Kids Eat Right Month, an initiative of the Academy Foundation's Kids Eat Right program, is celebrated each August and emphasizes the importance of families knowing how to shop smart, cook healthy and eat right. It features expert advice from registered dietitian nutritionists. The start of the new school year is the perfect time to reinforce healthy eating habits not only for children but also the entire family. It's important that you have the proper tools to create healthy routines-adequate sleep, nutrition and exercise.
Try to get in bed around the same time each night to create good sleep habits. Make sure you are going to bed early enough for you to get 8-10 hours of sleep.
Research shows that individuals who don’t eat breakfast have a harder time concentrating and are less productive and less successful at school and work. Eat foods low in added sugar. For example, whole grains which are high in fiber, lean proteins, and healthy fats are good choices for breakfast. For Example: 1 slice whole grain bread with avocado or nut butter and a scrambled or fried egg and a side of berries; my favorite is an egg in the hole topped with lean breakfast meat and avocado and a side of berries.
Include lean protein, fruit & veggies, whole grains and dairy in your and your child’s lunches. Lunch is a very important meal to keep energy levels up so make sure you are packing or picking meals full of nutrients to keep you and your children focused throughout the afternoon. For Example: Turkey with low fat cheese on whole grain bread, a handful of strawberries, baby carrots and hummus; you could even turn your child’s lunch into a salad jar for yourself by swapping the bread for fresh lettuce!

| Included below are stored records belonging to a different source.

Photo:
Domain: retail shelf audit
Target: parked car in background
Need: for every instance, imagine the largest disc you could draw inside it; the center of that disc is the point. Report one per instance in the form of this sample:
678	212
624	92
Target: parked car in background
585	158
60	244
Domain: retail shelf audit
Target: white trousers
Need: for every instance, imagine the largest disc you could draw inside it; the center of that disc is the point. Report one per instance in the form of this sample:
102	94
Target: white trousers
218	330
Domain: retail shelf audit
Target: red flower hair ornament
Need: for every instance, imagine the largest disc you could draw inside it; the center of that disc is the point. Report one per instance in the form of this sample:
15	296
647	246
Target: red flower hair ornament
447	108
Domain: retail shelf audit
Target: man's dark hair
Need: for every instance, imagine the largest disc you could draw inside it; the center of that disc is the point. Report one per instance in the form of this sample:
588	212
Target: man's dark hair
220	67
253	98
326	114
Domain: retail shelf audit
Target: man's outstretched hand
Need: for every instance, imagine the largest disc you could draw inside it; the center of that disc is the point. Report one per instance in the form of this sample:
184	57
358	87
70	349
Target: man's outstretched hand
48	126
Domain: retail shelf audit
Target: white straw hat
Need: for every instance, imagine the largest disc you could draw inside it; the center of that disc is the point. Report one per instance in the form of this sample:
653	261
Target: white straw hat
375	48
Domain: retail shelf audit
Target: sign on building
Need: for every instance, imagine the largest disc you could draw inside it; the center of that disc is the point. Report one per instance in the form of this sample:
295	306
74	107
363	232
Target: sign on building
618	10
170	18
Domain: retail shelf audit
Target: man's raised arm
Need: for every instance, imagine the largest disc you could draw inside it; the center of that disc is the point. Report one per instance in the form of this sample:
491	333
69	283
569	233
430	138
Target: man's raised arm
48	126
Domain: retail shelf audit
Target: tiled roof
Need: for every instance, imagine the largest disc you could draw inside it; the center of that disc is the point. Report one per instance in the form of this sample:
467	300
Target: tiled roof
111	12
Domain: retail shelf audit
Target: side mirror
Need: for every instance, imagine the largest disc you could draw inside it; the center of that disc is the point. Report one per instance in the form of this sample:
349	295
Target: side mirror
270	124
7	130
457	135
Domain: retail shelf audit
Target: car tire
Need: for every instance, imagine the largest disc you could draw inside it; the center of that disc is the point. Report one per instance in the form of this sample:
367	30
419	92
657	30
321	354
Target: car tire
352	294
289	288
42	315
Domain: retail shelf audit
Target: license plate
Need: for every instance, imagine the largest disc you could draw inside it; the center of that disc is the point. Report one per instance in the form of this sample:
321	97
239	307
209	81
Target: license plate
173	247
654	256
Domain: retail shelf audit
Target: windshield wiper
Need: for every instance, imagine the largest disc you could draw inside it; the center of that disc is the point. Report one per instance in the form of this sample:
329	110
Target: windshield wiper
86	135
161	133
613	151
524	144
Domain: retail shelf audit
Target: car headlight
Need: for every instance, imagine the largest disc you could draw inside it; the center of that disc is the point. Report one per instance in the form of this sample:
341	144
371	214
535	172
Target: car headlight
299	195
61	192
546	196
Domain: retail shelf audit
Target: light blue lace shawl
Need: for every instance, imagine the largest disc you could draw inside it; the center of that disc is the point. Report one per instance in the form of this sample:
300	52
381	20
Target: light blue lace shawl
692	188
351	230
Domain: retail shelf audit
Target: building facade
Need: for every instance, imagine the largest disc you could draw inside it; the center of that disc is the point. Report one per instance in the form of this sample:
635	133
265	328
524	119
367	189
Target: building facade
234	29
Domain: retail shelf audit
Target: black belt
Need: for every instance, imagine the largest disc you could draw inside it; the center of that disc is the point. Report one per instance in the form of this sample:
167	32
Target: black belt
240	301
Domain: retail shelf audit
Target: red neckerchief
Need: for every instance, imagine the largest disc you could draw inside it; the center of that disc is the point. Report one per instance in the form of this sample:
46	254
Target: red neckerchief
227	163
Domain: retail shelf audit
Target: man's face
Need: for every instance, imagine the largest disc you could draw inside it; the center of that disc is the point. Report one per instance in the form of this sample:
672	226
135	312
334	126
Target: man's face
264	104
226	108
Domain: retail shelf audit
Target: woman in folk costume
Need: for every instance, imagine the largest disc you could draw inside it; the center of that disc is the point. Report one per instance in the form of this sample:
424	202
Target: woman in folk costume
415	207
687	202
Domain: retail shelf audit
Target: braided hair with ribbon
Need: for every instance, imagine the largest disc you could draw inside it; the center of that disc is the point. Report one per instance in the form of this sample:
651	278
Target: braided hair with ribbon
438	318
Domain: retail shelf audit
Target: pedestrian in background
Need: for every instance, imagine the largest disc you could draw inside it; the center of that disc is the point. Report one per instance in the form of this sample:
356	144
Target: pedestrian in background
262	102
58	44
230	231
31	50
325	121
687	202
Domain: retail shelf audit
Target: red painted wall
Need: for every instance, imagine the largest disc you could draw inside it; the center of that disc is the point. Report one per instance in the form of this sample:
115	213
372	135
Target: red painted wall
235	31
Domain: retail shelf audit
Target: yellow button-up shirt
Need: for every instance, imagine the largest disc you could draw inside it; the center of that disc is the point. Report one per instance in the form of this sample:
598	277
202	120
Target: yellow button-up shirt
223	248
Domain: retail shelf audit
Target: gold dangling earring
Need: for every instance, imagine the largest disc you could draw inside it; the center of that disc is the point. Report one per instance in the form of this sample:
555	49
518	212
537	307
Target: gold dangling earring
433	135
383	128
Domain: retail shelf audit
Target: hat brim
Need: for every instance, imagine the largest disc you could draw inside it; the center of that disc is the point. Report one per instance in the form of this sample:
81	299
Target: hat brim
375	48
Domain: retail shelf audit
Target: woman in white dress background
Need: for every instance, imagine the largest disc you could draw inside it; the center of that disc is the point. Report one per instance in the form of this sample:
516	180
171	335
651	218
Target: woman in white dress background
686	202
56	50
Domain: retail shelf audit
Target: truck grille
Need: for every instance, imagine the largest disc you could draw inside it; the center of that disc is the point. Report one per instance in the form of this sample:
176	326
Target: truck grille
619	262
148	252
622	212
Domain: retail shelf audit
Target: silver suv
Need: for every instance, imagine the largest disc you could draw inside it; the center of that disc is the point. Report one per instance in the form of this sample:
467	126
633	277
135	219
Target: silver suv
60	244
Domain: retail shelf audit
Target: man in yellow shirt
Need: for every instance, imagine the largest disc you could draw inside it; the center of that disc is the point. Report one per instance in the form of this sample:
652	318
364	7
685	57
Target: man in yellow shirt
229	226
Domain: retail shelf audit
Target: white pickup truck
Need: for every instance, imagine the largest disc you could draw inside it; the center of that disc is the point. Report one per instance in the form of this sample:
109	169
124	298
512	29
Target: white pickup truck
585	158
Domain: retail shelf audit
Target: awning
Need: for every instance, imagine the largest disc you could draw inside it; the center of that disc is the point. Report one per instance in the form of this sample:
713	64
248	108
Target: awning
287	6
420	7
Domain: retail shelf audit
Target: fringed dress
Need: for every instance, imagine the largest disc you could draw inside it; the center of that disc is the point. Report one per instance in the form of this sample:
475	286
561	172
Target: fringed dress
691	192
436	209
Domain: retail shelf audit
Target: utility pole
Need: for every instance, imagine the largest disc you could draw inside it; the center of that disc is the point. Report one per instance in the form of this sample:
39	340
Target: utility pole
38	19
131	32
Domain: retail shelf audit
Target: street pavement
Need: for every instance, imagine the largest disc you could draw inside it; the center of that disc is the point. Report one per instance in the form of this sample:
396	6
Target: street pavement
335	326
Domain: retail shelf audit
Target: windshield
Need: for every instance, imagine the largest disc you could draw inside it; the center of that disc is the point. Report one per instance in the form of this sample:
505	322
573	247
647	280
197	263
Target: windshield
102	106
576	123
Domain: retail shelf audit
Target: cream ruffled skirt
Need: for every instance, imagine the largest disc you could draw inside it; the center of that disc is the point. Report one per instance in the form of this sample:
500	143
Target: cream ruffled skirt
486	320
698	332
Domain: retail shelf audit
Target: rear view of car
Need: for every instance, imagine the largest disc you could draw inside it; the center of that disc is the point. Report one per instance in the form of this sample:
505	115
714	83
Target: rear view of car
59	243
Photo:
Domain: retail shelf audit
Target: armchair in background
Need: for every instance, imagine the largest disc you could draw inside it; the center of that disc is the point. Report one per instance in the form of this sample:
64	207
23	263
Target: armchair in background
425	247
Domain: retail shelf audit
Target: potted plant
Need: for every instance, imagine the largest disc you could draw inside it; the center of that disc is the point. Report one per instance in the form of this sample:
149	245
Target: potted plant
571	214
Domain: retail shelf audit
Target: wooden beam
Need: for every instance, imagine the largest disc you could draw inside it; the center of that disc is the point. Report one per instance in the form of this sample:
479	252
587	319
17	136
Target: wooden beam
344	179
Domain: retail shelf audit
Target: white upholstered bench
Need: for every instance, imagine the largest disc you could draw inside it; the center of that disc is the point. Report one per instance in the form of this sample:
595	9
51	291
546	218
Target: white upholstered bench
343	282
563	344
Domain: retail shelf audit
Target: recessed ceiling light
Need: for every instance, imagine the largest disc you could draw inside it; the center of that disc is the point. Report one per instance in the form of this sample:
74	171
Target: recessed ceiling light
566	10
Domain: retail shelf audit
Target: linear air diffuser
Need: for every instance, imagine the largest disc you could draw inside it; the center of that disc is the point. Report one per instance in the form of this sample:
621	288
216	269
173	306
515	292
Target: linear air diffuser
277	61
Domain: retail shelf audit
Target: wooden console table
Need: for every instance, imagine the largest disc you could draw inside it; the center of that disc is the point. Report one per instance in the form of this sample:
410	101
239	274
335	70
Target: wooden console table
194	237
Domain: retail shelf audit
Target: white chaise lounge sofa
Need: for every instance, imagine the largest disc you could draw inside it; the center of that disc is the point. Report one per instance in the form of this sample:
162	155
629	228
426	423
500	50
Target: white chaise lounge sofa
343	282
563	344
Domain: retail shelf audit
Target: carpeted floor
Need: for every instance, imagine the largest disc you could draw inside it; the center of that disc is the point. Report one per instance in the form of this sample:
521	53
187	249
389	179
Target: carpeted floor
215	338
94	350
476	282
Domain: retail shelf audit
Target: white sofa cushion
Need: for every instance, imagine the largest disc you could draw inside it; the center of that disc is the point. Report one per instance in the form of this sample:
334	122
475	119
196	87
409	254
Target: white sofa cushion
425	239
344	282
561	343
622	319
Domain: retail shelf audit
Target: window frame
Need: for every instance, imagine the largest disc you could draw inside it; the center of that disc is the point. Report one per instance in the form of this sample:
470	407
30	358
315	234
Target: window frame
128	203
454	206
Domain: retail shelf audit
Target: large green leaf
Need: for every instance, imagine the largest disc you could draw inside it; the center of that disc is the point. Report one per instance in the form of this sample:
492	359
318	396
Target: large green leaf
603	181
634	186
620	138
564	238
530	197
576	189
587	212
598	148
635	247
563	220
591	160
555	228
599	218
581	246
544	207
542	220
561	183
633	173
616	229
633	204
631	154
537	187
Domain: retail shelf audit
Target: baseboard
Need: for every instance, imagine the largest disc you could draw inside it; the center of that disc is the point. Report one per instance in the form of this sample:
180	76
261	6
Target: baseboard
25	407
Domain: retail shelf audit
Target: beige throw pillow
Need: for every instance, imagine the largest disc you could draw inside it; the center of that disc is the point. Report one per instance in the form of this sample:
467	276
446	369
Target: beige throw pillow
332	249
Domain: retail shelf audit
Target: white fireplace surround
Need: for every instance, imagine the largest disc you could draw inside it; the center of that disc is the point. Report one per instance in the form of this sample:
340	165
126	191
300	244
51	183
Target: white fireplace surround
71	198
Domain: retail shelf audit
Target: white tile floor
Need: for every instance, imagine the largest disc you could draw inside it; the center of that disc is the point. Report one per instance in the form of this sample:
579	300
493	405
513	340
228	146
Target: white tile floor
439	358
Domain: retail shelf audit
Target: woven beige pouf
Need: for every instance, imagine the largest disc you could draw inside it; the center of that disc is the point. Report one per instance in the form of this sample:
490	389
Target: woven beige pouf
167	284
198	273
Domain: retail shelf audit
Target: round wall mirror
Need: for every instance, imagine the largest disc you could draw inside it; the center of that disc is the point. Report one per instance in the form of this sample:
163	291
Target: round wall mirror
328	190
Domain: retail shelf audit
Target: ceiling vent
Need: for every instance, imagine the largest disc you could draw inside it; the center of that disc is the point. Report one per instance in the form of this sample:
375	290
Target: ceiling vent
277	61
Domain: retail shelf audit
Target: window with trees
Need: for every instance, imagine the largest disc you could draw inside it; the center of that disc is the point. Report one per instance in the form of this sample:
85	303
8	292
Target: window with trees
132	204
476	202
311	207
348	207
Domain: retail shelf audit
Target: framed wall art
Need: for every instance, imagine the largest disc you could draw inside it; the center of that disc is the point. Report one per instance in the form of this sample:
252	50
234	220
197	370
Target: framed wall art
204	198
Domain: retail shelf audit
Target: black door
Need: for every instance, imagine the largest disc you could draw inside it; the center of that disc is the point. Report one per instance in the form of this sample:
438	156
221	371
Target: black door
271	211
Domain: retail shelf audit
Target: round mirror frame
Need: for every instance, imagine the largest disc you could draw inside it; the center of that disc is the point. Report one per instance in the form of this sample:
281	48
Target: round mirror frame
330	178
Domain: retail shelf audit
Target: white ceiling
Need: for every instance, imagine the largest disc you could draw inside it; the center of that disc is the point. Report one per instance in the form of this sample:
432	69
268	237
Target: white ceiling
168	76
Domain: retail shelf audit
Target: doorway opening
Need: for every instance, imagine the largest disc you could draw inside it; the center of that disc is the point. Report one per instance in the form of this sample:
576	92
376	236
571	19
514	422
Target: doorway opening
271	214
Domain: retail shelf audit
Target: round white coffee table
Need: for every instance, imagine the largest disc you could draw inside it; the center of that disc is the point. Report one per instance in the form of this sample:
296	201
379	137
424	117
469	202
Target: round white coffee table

Make time to enjoy a healthy meal and time together as a family. Research indicates that families who eat dinner together have a stronger bond. Children also have higher selfconfidence and perform better at school. Parents are key role models for their children. If you are eating healthy your children will follow and eat healthier as well, allowing them to create healthier habits at an early age. Prep your weekly meals ahead of time, use meal prep short cuts (pre-chopped vegetables for frozen vegetables or grains) and make use of your crockpot if your family has a busy week with activities. Eating a healthy dinner no longer means spending hours in the kitchen. Many healthy meals can be prepped in 30 minutes or less! For Example: Turkey burger with light cheese on a whole wheat bun, a side salad and baked sweet potato fries.
Regular physical activity is vital to strengthen muscle and bones, promote a healthy body weight, support learning, develop social skills, and build self-esteem. Make time to exercise, set reasonable goals and make it fun! Kids are encouraged to be active for 60 minutes per day. This is also a great way to spend quality time together as a family.
Make sure to check out www.Eatright.org for more information!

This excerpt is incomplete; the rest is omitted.